Kansas City, MO
4/15/10 4:30 PM
Erica Mahinay makes work in a long tradition of still life painters who have created vanitas, representations of foodstuffs and objects that speak symbolically of time passing and the change and death that it inevitably brings with it. What Mahinay has done with her installation “A Feast to remember all feasts” is to update the tradition, one perhaps most magnificently enshrined in the paintings of Jean-Baptiste Siméon Chardin, an 18th-century Frenchman, by breaking the canvas out of its singular surface and materiality and welcoming in the mixed media and dimensions of frosted acrylic panels, found furniture, plaster and silicon—plus good old paint and canvas.
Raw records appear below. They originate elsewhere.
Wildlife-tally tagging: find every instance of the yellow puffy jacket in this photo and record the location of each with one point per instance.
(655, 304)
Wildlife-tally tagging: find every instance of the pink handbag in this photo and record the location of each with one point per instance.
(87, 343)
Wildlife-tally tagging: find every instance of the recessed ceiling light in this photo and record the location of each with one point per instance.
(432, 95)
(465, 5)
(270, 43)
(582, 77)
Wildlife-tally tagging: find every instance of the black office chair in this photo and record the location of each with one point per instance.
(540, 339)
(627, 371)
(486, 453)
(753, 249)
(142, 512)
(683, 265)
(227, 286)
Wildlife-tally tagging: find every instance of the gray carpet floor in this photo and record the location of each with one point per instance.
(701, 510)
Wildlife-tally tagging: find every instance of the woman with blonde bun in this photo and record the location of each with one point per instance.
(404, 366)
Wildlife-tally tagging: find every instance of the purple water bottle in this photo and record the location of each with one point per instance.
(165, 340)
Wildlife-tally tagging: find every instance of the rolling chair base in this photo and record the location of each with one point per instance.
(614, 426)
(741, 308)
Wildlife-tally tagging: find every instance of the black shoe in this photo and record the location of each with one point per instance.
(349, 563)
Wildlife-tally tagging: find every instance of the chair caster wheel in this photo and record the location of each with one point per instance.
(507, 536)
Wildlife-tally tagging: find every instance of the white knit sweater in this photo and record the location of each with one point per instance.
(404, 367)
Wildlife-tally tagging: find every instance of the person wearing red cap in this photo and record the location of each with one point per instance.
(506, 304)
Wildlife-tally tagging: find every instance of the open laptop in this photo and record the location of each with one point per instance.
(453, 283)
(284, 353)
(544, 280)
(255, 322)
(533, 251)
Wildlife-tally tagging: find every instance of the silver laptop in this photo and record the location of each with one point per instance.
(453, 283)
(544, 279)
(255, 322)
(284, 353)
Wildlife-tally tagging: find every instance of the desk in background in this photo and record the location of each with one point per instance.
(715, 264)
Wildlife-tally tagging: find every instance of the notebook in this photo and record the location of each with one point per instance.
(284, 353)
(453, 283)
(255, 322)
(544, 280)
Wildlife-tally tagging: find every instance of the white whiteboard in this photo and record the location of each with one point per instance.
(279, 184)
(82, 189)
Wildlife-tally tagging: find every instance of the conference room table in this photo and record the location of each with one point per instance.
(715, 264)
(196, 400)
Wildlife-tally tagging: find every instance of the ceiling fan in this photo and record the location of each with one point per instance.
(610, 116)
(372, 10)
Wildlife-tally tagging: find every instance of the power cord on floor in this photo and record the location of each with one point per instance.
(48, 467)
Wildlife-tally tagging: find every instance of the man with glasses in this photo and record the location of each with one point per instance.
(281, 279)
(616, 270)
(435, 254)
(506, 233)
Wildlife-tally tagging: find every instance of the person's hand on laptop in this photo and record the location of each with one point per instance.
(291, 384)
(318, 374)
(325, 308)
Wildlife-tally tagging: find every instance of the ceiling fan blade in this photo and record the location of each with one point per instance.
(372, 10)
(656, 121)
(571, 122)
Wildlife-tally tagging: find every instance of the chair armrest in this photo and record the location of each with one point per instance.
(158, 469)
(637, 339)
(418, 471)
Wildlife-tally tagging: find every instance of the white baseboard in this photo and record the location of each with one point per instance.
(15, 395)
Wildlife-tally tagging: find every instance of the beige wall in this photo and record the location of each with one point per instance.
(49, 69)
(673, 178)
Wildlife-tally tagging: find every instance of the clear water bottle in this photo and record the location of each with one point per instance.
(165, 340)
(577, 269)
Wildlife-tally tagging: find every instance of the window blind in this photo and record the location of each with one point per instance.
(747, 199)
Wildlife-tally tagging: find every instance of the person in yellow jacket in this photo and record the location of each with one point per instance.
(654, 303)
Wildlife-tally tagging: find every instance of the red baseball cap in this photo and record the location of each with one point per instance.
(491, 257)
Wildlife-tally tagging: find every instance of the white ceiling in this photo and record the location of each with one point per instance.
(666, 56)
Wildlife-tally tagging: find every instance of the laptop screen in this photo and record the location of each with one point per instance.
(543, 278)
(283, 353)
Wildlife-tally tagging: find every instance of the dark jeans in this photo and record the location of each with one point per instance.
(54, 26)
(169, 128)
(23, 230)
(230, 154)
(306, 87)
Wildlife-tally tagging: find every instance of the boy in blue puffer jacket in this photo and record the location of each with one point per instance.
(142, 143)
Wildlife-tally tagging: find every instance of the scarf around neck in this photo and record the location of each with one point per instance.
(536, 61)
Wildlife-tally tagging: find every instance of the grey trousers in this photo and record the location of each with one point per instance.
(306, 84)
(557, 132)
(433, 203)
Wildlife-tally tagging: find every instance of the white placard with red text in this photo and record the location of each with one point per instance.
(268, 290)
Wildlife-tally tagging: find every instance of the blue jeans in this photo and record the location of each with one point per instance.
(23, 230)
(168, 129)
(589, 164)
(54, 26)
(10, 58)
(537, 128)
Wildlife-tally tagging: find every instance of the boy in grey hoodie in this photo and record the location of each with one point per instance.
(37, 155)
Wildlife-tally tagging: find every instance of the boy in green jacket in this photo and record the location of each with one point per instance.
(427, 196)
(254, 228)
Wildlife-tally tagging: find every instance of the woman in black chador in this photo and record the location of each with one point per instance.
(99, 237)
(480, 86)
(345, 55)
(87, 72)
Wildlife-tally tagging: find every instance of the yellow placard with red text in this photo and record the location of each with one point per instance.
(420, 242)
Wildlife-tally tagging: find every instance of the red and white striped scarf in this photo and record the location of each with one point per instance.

The effect of this is to physicalize the notion of the vanitas, specifically as it relates to memory, literally bringing it into the real space of the viewer and then allowing it to recede back behind those frosted panels. Oddly enough, the most traditional element here—Mahinay’s actual painting of a feast-filled table setting—works least well, since the painting style is too imprecise, too in-between to trigger memory of anything much. The assemblage elements, however, do the trick nicely, speaking through fragmented table legs, scraps of lace, and milky cast vessels of feasts imagined and experienced, past and present. Fine feasts, at that—only the best end in smashed tables and dishware.